Really great looking. This is just the kind of thread I was looking for. I resurfaced a dock this week. The old cedar boards have some good character to them. I have never worked with reclaimed lumber but I think I might give it a shot with this wood. Maybe I can hit you up for some tips later. The biggest question I have at this point is how to deal with cut ends that expose new end grain?


----------



## wwinsauer (Dec 7, 2010)

Hey! Thanks for the compliments guys!
As for the exposed end grain I haven't had many issues as far as splitting or anything like that, but honestly, if it did, it would just be more character in my opinion.
Hit me up with questions anytime.
I didn't treat the ends before staining either. Dryer wood soaks up more and harder growth rings soak up less. Trying to achieve uniformity in a project like this would just take away from it. Try not to sand too much and you'll get a look like it really is old. Rasp the edges and they'll take less stain and add to the worn used effect. Don't want to sand too little either, it'll turn out looking like something from a craft show that someone threw together in an hour. I also like using contrasting woods at the joints to make them stand out a little more. And ofcourse try avoiding screws or brads. That's just tacky in my opinion.
good luck with your project! And let me know if I can help!


----------



## MikeS (Dec 31, 2009)

The dovetails and wooden pegs are a great idea.


----------



## Stilts (Dec 2, 2010)

I was more wondering if the cut edges would look too smooth or different because they wouldn't be worn like the faces of the boards.


----------



## wwinsauer (Dec 7, 2010)

Oh, gotcha.
I hand rasp all of the edges including all the new cuts then sand them.


----------



## Warnock (Apr 4, 2011)

Very nice. Love the old look to it. Well done.


----------



## Stilts (Dec 2, 2010)

Ok. Will give it a try. Ok if I send you a message later on if need advice with it?


----------



## snmhanson (May 23, 2011)

Table looks great! I wish I had the skills for the distressed look, but I am overly anal so everything I build has to be flush, square and straight.
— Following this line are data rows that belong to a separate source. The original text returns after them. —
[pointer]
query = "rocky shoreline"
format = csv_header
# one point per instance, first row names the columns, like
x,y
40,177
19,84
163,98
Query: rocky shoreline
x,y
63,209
By the way, is that speaker in your sig a Mini Statement? I build a pair of Statement Monitors and a 2RCC center. Great speakers! How bout some pics of your speaker projects?

Matt


----------



## 4skinz80 (Aug 16, 2011)

That's a really nice table... Looks like you've had it for years.


----------



## Fudwrecker (Jan 27, 2011)

renovatio said:


> Really cool, I'm not showing it to my wife because my other projects would have to go on hold. Looks awesome.


 
Ha ha I was thinkng this same thing as I was going through the string
Will not be showing my wife this! There is no chance I come even close to creating something like this - work of art really

love it!


----------



## wwinsauer (Dec 7, 2010)

Hey guys!
I really appreciate all the compliments! Y'all are the best!
Stilts, message me anytime, and post here when you get a build thread going so I can go look! My time has been hectic the last several months so I'm not signed in as much but every 3-4 posts I get an email on my phone and check in.

I've been thinking about building this kind of furniture full time and selling it here in Dallas, (just moved) think there will be a good market. If any of you guys have some words of wisdom in that area I'd really appreciate it. 

Hey Matt! Yes those are minis. I modified them quite a bit. Double baffle with solid front walnut and cherry. Stretched cabinet for volume so I could keep quarter wave tube same length for mid and extra bracing. Ported out back instead of bottom. Completely redesigned panel sizes to hide exposed edges better. Sides are maple veneer, top and bottom are cherry veneer. Used tighbond and iron method. Front baffle is hand planed. I'll have to make a thread with pics when I get more time. 

Thanks again guys! Talk to you soon!
Wayne


----------



## Ted Tolstad (Feb 20, 2011)

Very cool. I can just imagine the amount of time it took you to put this together. Looks awesome!


----------



## mn pete (Dec 10, 2010)

I really like this! Great design, and I really like all the small details.


----------



## snav (Jan 24, 2010)

a bump - mind if I borrow this idea in my future? It looks fab - very inspiring.


----------



## Stilts (Dec 2, 2010)

Wwinsauer, I tried to reply back to your personal message but not sure if it worked. Did you happen to get a response from me?


----------



## Lola Ranch (Mar 22, 2010)

Wwinesaur,

That's a good looking table. So much of the time "rustic" is just another way to spell j-u-n-k. You've given the term some respectability. Nice job!

Bret


----------